Our continuing series of articles on movies released in 1997 - the year entertainment.ie began publishing - trundles on with Quentin Tarantino's follow-up to the uproarious, pop-culture touchstone that is 'Pulp Fiction' - a quiet little movie about an middle-aged air hostess, a bail bondsman, and a lot of cash...

If you look at the works of Quentin Tarantino, there's always a certain amount of it that's just outsized. It's all larger-than-life characters. Marcellus Wallace. Vic Vega. Django. Hans Landa. Daisy Domergue and John 'The Hangman' Ruth. Even Rick Dalton is an over-the-top amalgamation of dozens of real-life cowboy actors.

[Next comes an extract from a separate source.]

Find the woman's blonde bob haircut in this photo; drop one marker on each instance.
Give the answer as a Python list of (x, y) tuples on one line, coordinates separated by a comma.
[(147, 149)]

Yet in 'Jackie Brown', the only character that seems to fit in among his other characters is Ordell Robbie, played with relish by Samuel L. Jackson. The first time we meet him, he's yammering on about pistols and machine guns with a ponytail and braided chin. In just a short while, he's carelessly dipping ash into a coffee mug and languidly explaining why he needs to get an underling out of prison - which we later learn with the express intent of killing him in order to silence him. Yet, for all his panache, his leather bags, his gold watches, his Kangol hats, Ordell Robbie isn't the lead character.

Instead, he exists in orbit around other stars. In casting both Pam Grier and Robert Forster as the two leads, Tarantino was tracing the lines back to blaxploitation and straight-up exploitation movies of the '70s and '80s that they both starred in during that time, but really, he was casting two actors who were ignored by Hollywood casting directors for lead roles. This is the essence of what makes 'Jackie Brown' so heartbreaking and beautiful, and so unlike anything Tarantino has done before or since.

Jackie is, by slimeball LAPD detective Dargus' painfully correct analysis, clutching on to a shitty little job and eking out an existence. Max Cherry, meanwhile, has a relatively successful business but is hitting middle age and becoming listless and bored. It's not as if either of them is particularly happy or unhappy, but it's all so human and so understated as to be quietly devastating. It's such a sharply realised reality, and played with such deft confidence partly because these two actors - Pam Grier and Robert Forster - probably know all of this all too well.

Still, they're still more than capable of taking charge of their lives and seizing the chance. That's really what 'Jackie Brown' is about, when you come down to it - a second shot, and a chance for a different path for everyone involved. Both Grier and Forster's career was revitalised in the wake of 'Jackie Brown'. Forster even received a nomination for Best Supporting Actor at the Oscars

'Jackie Brown' plays like a response to 'Pulp Fiction'. Where that had all splash and style, 'Jackie Brown' had a quiet confidence about itself. It didn't need to lean on violence or shock value, and while the expletives may flow freely from all concerned, it's so commonplace as to be ignored entirely. At the time, of course, there was controversy over one racial slur that's used a total of 38 times in the movie. Spike Lee, in particular, sharply criticised it - yet Samuel L. Jackson ardently defended both Tarantino and the movie against accusations of racism.

It's fascinating to think about what might have been the career of Quentin Tarantino if 'Jackie Brown' became the blockbuster that 'Pulp Fiction' was. In box office terms, 'Pulp Fiction' made over three times the box office of 'Jackie Brown', to say nothing of the cultural impact it made. It didn't lack for awards recognition or critical acclaim, but for whatever reason, Tarantino has never really made a movie like it since. Indeed, the closest one could argue he came to getting near to it was 'Once Upon A Time... In Hollywood', which was far more laid back and human - in parts, anyway.

If 'Pulp Fiction' begat 'Jackie Brown', then 'Jackie Brown' begat 'Kill Bill' and all that followed after it. Tarantino has never adapted someone else's work since 'Jackie Brown', and none of his works since have been quite so understated. For his part, Elmore Leonard, the author of the source novel 'Rum Punch', declared it was his favourite of the twenty-six adaptations of his written work. Leonard's work, in fact, played a role in Tarantino's early life. The director, as a wayward teenager, shoplifted the author's 1978 novel 'The Switch'.